We can have a single boolean 0|1 and stick to a simpler sysctl and no
gid and if you want to use userfaultfd you need to enable it for all
users. I agree seccomp already provides more than enough granularity
to do more finegrined choices.
So this will be for who's paranoid and prefers to disable userfaultfd
as a whole as an hardening feature like the bpf sysctl allows: it will
allow to block uffd syscall without having to rebuild the kernel with
CONFIG_USERFAULTFD=n in environments where seccomp cannot be easily
enabled (i.e. without requiring userland changes).

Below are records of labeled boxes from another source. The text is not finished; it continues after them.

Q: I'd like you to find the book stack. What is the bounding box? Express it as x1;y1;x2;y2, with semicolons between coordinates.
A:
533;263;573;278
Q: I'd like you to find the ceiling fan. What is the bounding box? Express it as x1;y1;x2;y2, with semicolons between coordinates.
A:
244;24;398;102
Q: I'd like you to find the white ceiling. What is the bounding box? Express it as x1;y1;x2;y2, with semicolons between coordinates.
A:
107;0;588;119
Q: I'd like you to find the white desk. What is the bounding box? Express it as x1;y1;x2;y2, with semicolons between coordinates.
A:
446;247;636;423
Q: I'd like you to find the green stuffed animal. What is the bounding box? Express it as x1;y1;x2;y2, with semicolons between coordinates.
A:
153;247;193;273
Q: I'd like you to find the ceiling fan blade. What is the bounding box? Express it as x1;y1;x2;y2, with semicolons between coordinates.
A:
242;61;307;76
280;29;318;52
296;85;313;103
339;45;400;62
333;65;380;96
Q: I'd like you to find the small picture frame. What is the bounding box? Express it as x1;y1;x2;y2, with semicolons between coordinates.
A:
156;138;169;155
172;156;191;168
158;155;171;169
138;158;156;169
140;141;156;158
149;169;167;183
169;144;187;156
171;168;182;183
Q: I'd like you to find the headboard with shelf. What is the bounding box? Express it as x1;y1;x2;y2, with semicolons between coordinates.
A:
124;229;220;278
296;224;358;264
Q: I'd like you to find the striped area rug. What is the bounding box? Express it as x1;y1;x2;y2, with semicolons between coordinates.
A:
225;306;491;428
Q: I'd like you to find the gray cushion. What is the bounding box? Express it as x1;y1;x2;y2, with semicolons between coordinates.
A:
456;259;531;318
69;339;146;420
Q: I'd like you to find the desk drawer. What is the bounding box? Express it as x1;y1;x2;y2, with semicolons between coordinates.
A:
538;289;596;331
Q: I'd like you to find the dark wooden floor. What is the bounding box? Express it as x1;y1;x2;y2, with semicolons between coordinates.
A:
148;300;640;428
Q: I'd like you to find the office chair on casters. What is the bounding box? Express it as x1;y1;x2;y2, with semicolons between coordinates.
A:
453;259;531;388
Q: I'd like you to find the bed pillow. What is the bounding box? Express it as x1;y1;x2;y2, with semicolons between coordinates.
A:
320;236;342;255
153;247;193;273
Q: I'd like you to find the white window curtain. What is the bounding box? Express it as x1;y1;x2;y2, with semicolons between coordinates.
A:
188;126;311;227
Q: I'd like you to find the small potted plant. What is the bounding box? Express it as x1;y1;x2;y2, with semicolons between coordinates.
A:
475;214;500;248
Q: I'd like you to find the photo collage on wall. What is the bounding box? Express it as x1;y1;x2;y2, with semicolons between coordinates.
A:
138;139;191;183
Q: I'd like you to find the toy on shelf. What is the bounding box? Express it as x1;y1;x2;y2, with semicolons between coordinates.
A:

That's very fine with me, but then it wasn't me complaining in the
first place. Kees?
If the above is ok, we can implement it as a static key, not that the
syscall itself is particularly performance critical but it'll be
simple enough as a boolean (only the ioctl are performance critical
but those are unaffected).
The blog post about UAF is not particularly interesting in my view,
unless both of the following points are true 1) it can be also proven
that the very same two UAF bugs, cannot be exploited by other means
(as far as I can tell it can be exploited by other means regardless of
userfaultfd) and 2) the slab randomization was actually enabled (99%
of the time in all POC all randomization features like kalsr are
incidentally disabled first to facilitate publishing papers and blog
posts, but those are really the features intended to reduce the
reproduciblity of exploits against UAF bugs, not disabling userfaultfd
which only provides a minor advantage, and unlike in PoC environments,
we enable those slab randomization in production 100% of the time
whenever they're available in the kernel).